McMartin's son in law was Truman Giles Younglove, an American civil engineer, lawyer and notable politician.
He was the son of Daniel Copeland Younglove (1791-1867) and Elizabeth Stimson Younglove (1793-1850). He married first Elizabeth MacMartin on January 7, 1841; and then Jane MacMartin on November 4, 1850.
Truman G. Younglove was an attorney and civil engineer, having qualified by regular courses for both professions. His monument in Cohoes, New York is the great dam and elaborate systems of canals that gives to that city its unrivaled water power to the cotton mills. He became head of the water power company and supervised the construction of Mill #3 of the Harmony Mills. It was the largest cotton mill complex in the world when it opened in 1872, and is one of the finest examples of a large-scale textile mill complex outside of New England.

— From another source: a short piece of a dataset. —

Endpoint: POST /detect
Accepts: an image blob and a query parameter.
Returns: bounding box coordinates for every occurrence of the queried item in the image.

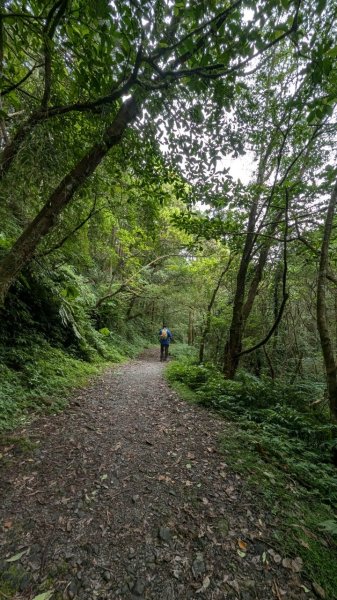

As an official at Harmony Mills in Cohoes, he was in charge of excavating for an addition to the mill and discovered a “great pothole at the foot of Cohoes Falls and “a large jawbone of some unknown beast” leading to the discovery of the Cohoes Mastodon which is now displayed in the New York State Museum.
Younglove was a delegate to the Republican National Convention in 1868.
He was a Republican member from the Saratoga County of the New York State Assembly from 1866 to 1869, and was speaker in 1869.
He was an incorporator of the Cohoes Savings Institution and the first treasurer, also director of the First National Bank of Cohoes, from its organization to his death.
He was buried at Albany Rural Cemetery in Menands, New York,
His son Truman Giles Younglove, Jr. (1858-1920) was accused in 1883 of embezzlement while being secretary and Treasurer of the Cohoes Straw Board Co., and fled to Illinois. Younglove, Jr. was not dissipated or extravagant, and was not suspected of having bad habits. It is rumored, however, that he speculated in stocks and that loses of over $80,000 led to his ruin.